Holmes looked thoughtful. "I see, Watson. You are sketching out a theory by which everything they say from the beginning is false. According to your idea, there was never any hidden menace, or secret society, or Valley of Fear, or Boss MacSomebody, or anything else. Well, that is a good sweeping generalization. Let us see what that brings us to. They invent this theory to account for the crime. They then play up to the idea by leaving this bicycle in the park as proof of the existence of some outsider. The stain on the windowsill conveys the same idea. So does the card on the body, which might have been prepared in the house. That all fits into your hypothesis, Watson. But now we come on the nasty, angular, uncompromising bits which won't slip into their places. Why a cut-off shotgun of all weapons--and an American one at that? How could they be so sure that the sound of it would not bring someone on to them? It's a mere chance as it is that Mrs. Allen did not start out to inquire for the slamming door. Why did your guilty couple do all this, Watson?"

"I confess that I can't explain it."

"Then again, if a woman and her lover conspire to murder a husband, are they going to advertise their guilt by ostentatiously removing his wedding ring after his death? Does that strike you as very probable, Watson?"

"No, it does not."

"And once again, if the thought of leaving a bicycle concealed outside had occurred to you, would it really have seemed worth doing when the dullest detective would naturally say this is an obvious blind, as the bicycle is the first thing which the fugitive needed in order to make his escape."

"I can conceive of no explanation."

"And yet there should be no combination of events for which the wit of man cannot conceive an explanation. Simply as a mental exercise, without any assertion that it is true, let me indicate a possible line of thought. It is, I admit, mere imagination; but how often is imagination the mother of truth?

"We will suppose that there was a guilty secret, a really shameful secret in the life of this man Douglas. This leads to his murder by someone who is, we will suppose, an avenger, someone from outside. This avenger, for some reason which I confess I am still at a loss to explain, took the dead man's wedding ring. The vendetta might conceivably date back to the man's first marriage, and the ring be taken for some such reason.

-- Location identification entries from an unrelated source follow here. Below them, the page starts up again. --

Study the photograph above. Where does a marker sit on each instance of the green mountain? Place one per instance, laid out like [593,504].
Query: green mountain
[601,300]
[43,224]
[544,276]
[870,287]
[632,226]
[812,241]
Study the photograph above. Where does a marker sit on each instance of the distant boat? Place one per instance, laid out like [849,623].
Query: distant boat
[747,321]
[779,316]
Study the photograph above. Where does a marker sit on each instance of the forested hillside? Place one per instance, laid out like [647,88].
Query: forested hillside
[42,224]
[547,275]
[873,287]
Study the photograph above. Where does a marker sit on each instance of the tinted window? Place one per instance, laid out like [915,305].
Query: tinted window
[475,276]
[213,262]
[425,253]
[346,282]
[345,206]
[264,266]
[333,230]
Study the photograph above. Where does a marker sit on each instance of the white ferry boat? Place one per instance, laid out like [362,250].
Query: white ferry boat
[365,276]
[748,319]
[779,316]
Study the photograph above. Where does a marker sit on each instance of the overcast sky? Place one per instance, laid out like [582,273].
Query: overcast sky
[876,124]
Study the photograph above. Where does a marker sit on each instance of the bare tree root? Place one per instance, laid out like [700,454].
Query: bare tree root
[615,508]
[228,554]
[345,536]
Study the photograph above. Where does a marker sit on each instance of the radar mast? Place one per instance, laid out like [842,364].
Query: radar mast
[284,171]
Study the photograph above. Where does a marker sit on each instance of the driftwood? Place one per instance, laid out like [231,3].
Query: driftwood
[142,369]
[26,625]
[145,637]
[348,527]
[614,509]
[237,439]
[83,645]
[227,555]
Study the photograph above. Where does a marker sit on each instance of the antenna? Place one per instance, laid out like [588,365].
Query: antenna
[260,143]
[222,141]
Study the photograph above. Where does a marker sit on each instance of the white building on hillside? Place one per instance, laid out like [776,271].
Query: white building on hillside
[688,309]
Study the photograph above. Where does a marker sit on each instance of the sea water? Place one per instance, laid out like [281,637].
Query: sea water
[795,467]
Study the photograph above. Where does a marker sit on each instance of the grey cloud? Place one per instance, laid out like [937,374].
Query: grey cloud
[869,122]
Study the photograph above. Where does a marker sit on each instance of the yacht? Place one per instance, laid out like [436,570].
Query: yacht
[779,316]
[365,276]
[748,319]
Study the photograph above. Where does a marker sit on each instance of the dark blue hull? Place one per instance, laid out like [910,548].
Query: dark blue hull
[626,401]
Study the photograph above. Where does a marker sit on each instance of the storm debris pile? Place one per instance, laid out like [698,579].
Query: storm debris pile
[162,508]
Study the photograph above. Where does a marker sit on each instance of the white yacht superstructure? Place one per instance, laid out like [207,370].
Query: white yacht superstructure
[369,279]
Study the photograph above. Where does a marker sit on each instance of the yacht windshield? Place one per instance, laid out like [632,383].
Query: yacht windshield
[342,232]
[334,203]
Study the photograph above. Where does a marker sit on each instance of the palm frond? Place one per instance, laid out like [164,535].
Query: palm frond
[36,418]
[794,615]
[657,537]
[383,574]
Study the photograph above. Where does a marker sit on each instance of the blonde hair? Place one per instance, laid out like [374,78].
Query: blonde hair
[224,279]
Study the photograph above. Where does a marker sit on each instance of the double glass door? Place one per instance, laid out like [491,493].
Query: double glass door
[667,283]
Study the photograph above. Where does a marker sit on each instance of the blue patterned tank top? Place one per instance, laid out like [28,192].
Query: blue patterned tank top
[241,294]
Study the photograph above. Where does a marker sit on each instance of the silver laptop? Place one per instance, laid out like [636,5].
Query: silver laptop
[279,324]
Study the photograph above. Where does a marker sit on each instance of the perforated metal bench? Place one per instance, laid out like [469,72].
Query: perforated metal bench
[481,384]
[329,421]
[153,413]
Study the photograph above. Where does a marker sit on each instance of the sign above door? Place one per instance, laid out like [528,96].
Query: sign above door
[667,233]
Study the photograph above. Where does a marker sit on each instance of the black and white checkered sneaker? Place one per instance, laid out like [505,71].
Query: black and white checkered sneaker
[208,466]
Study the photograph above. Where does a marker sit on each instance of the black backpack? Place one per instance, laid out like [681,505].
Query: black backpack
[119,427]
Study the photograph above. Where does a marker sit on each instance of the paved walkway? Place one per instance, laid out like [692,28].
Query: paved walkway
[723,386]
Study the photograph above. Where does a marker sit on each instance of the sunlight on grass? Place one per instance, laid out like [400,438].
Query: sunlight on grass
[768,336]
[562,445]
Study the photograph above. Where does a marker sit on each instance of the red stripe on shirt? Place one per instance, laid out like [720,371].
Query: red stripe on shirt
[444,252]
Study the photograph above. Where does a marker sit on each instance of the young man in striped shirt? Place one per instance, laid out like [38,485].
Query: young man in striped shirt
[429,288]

"Before this avenger got away, Barker and the wife had reached the room. The assassin convinced them that any attempt to arrest him would lead to the publication of some hideous scandal. They were converted to this idea, and preferred to let him go. For this purpose they probably lowered the bridge, which can be done quite noiselessly, and then raised it again. He made his escape, and for some reason thought that he could do so more safely on foot than on the bicycle. He therefore left his machine where it would not be discovered until he had got safely away. So far we are within the bounds of possibility, are we not?"

"Well, it is possible, no doubt," said I, with some reserve.

"We have to remember, Watson, that whatever occurred is certainly something very extraordinary. Well, now, to continue our supposititious case, the couple--not necessarily a guilty couple--realize after the murderer is gone that they have placed themselves in a position in which it may be difficult for them to prove that they did not themselves either do the deed or connive at it. They rapidly and rather clumsily met the situation. The mark was put by Barker's bloodstained slipper upon the windowsill to suggest how the fugitive got away. They obviously were the two who must have heard the sound of the gun; so they gave the alarm exactly as they would have done, but a good half hour after the event."

"And how do you propose to prove all this?"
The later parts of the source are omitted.